And “a creative life” (March 2019)—a major project which has a link at the end of the posting above—is now listed on my cohering.net home page (at the bottom there). The past 2+ years, it stayed largely hidden via some links within sundry postings.
The ultimacy of the universe will be forever unknown. So, the ultimate point of Our form of life is ours to design, making time worthwhile,
at best cultivating humanity lastingly.
The originator of Positive Psychology, Mihaly Csikszentmihalyi
(“Me-high Chick-sent-me-high”), died last month, 87. “His” empirically well-established domain (by now, 30+ years after its founding) has had a profound influence on professional psychology, on my development, and continues to flourish—I noted today—for interdisciplinary humanities.
The NYTimes obituary didn’t represent “his” field fairly (so, I won’t link to that). I wrote to one of his sons (who is a local acquaintance):
His notion of The Evolving Self [a major book of his that influenced me] involves a rich sense of belonging actively in the flourishing of life—one’s life in life itself.

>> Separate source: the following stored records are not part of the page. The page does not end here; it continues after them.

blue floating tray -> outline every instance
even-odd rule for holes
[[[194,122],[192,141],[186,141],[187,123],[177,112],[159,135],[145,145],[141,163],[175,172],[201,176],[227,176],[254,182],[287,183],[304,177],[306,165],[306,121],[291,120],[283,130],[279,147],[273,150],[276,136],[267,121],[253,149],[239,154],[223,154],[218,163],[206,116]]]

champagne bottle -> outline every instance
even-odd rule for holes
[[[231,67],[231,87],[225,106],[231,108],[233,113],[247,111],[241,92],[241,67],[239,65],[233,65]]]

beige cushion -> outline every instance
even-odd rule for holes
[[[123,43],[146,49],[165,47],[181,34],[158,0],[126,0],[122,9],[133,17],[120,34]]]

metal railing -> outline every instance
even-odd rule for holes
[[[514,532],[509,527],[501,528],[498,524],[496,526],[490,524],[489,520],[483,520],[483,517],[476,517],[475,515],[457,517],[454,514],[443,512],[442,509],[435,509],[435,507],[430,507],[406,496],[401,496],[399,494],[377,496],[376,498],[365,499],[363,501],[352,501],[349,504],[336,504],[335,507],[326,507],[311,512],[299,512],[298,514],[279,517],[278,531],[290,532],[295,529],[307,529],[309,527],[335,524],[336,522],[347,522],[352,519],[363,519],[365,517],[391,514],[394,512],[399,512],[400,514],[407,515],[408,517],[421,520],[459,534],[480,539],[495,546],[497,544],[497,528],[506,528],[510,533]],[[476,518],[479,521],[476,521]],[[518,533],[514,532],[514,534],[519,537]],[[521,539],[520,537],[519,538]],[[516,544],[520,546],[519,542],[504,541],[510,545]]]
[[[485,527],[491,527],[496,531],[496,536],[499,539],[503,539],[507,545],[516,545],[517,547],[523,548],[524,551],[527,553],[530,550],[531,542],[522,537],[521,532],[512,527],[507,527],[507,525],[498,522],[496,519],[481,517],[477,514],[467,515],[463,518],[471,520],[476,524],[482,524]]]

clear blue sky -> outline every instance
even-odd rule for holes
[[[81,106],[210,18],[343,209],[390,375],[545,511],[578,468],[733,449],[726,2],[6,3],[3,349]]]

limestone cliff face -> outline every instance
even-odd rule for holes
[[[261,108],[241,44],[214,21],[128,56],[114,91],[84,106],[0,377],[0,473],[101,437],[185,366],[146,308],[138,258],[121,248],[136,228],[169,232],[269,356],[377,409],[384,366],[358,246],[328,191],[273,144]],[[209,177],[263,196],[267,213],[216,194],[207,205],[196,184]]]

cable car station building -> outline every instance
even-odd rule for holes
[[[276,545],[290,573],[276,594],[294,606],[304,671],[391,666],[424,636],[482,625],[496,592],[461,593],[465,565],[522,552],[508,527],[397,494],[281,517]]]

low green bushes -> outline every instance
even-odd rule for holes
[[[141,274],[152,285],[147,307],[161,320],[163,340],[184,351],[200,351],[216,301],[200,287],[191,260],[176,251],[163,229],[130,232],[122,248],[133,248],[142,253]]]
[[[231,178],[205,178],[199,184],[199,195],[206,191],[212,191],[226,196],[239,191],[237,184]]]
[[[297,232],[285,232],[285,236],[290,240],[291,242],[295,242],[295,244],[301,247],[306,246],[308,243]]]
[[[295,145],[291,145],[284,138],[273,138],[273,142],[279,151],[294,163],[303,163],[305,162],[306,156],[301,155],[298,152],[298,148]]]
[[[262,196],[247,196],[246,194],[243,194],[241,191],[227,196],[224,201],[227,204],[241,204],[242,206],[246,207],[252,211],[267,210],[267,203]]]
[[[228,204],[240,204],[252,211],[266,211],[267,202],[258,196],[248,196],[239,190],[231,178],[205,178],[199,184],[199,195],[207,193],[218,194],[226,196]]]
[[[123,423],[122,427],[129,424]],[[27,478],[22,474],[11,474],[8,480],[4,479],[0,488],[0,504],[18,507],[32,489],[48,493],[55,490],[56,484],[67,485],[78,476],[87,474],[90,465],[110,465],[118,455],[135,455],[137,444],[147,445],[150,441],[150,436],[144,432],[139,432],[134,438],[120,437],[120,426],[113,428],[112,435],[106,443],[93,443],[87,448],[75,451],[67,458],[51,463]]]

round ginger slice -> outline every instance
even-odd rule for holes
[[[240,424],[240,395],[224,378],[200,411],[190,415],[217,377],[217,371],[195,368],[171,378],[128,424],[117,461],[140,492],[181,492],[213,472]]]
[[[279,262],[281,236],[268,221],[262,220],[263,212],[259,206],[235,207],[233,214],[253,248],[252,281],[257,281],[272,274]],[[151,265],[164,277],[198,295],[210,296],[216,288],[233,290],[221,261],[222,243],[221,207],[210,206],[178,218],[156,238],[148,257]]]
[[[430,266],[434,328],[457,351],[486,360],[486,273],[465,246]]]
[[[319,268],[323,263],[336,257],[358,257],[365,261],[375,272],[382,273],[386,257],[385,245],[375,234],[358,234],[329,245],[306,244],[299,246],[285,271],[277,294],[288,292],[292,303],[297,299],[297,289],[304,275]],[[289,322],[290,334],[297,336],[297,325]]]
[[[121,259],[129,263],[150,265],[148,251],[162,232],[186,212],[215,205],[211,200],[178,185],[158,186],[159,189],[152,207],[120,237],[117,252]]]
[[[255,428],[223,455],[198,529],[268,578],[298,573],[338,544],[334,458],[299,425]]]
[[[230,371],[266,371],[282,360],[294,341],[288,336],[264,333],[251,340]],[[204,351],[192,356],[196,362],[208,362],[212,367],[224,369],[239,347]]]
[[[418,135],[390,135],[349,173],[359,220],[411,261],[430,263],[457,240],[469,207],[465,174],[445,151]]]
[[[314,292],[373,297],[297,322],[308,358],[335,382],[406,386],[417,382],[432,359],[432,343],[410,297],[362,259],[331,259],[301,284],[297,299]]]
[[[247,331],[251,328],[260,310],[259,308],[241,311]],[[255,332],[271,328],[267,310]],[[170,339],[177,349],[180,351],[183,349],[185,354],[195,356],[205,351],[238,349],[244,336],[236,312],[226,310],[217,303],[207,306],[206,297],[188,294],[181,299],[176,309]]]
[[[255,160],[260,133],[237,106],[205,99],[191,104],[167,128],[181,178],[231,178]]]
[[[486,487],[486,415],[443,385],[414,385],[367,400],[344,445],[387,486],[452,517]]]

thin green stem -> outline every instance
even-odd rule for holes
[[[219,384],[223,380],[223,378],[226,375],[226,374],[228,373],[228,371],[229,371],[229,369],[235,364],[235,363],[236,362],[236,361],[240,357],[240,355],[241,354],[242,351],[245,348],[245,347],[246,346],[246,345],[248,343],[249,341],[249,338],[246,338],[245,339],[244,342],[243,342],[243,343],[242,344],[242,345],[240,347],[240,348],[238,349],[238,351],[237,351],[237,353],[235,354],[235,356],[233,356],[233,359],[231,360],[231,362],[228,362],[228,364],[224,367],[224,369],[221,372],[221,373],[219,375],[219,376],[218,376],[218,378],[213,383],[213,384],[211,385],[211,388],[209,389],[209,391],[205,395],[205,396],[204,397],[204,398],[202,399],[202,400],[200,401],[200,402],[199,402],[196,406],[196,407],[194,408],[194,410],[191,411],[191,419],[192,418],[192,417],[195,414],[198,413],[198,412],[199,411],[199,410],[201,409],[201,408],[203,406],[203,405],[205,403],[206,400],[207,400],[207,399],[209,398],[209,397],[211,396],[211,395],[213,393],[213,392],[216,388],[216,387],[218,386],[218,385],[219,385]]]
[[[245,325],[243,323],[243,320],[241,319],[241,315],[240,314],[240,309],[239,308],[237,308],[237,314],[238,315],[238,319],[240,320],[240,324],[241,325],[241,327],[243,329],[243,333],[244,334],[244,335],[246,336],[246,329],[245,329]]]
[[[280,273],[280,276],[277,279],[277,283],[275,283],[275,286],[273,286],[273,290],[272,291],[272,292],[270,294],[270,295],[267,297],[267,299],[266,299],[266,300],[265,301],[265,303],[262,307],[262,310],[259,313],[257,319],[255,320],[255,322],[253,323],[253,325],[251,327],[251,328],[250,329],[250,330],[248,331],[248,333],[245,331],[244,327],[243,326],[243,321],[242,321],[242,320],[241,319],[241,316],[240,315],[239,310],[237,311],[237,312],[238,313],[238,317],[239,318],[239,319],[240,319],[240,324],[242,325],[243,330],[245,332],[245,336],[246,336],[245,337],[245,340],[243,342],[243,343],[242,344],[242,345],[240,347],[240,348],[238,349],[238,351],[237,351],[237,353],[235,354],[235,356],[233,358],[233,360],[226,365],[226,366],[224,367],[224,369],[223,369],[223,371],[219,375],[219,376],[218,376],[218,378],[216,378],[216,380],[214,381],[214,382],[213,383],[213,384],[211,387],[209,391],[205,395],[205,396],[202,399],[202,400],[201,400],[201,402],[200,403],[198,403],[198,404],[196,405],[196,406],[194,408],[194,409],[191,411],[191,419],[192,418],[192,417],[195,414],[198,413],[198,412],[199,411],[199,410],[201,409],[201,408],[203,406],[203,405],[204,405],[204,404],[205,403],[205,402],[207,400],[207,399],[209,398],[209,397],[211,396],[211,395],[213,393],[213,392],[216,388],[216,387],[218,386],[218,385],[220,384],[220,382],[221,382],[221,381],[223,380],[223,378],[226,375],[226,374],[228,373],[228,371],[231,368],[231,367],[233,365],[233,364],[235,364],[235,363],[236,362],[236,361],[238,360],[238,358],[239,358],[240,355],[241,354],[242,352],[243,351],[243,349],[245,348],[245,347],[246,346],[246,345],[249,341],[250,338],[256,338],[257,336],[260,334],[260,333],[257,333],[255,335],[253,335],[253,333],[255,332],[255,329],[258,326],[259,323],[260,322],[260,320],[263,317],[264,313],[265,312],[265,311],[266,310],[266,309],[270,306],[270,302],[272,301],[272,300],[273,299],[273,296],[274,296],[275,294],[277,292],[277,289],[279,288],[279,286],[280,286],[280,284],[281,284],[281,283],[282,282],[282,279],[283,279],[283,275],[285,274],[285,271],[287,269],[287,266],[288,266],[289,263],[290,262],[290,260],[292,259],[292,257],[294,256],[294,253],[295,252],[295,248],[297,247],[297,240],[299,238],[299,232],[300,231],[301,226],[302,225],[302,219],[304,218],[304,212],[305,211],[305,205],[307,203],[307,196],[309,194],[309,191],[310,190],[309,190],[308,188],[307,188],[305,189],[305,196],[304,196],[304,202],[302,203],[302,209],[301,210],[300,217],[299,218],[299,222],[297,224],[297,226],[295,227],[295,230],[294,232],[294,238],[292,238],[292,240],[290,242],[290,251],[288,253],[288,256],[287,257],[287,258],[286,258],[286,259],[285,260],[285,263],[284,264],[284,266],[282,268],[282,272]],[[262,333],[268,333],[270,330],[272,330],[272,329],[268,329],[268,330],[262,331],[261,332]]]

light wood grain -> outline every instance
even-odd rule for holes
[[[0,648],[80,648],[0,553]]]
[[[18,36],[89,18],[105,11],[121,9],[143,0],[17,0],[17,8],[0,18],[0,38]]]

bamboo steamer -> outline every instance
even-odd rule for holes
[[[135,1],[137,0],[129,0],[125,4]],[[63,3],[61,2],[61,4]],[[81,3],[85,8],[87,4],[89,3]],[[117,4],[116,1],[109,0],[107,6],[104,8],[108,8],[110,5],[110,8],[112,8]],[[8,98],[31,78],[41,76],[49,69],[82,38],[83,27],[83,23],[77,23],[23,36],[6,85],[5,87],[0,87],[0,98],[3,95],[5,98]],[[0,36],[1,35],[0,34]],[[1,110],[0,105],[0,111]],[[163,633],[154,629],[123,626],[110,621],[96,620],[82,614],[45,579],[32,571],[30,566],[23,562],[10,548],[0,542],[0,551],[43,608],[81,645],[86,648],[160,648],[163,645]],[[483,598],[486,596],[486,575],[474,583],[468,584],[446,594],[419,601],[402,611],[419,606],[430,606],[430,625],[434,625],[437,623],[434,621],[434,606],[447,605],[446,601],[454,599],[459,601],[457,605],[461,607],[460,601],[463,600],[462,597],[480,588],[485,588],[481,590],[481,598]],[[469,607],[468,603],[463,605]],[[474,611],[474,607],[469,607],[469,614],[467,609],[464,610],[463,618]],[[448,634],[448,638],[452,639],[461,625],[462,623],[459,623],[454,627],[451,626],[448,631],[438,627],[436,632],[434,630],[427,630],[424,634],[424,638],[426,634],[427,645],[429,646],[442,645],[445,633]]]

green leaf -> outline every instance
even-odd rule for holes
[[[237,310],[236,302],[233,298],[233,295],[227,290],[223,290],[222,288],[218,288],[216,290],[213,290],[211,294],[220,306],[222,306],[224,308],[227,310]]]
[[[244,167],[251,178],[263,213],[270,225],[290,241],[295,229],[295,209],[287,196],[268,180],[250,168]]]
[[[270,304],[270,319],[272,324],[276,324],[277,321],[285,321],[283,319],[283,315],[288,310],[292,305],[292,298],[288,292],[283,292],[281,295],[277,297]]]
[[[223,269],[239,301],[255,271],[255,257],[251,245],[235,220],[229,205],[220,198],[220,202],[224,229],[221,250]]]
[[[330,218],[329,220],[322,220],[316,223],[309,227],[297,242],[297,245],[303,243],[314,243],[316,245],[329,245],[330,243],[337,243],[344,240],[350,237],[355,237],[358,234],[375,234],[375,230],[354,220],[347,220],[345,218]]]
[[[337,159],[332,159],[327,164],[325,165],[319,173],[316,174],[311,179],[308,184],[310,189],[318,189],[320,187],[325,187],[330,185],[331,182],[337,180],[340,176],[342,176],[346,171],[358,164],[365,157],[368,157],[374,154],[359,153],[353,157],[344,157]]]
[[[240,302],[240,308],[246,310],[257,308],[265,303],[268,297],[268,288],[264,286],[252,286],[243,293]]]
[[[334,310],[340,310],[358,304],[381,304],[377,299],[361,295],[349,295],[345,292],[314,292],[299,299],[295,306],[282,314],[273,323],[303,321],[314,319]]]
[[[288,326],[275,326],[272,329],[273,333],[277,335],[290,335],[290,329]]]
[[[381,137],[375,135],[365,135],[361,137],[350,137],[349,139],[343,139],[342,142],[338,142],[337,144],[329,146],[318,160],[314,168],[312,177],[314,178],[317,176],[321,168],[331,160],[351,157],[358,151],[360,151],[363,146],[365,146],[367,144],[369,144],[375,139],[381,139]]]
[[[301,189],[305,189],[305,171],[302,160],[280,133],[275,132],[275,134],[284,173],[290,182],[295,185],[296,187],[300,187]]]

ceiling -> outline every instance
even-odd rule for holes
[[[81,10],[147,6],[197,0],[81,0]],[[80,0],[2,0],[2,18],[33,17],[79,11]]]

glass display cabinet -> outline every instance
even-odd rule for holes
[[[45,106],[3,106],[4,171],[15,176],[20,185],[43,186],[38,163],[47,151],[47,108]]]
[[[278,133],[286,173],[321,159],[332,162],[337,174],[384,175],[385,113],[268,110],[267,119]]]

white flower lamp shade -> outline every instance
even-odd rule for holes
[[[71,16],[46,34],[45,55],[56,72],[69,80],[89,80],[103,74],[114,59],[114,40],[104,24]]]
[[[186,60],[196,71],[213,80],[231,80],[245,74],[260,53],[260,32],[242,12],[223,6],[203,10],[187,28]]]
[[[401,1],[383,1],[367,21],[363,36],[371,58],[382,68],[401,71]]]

Flow is not, as the Times puts it, “a state of mind.” It’s a way of engaged being: dynamic, not homeostatic (not a “state”). Mihaly, with his colleague Seligman, advanced conceptions of engaged flourishing far beyond the idea’s origin in Aristotle (eudaimonia).
The week has been intense. Last Saturday, I believed I’d be ready to start something long (many postings as part of my well-ordered project), but that became discursive letters (emails) to five different-worlded scholars: literary, intellectual historial, humanistic psychological, philosophical, and political.
My modal moments could be synthesized into a singular, protean thing, but I want to move on.
Next Saturday, I’ll be ready for my New Beginning (he said).
Full moon tonight behind wispy clouds in strong autumn wind tropes foreboding. Yet, I’m enthralled.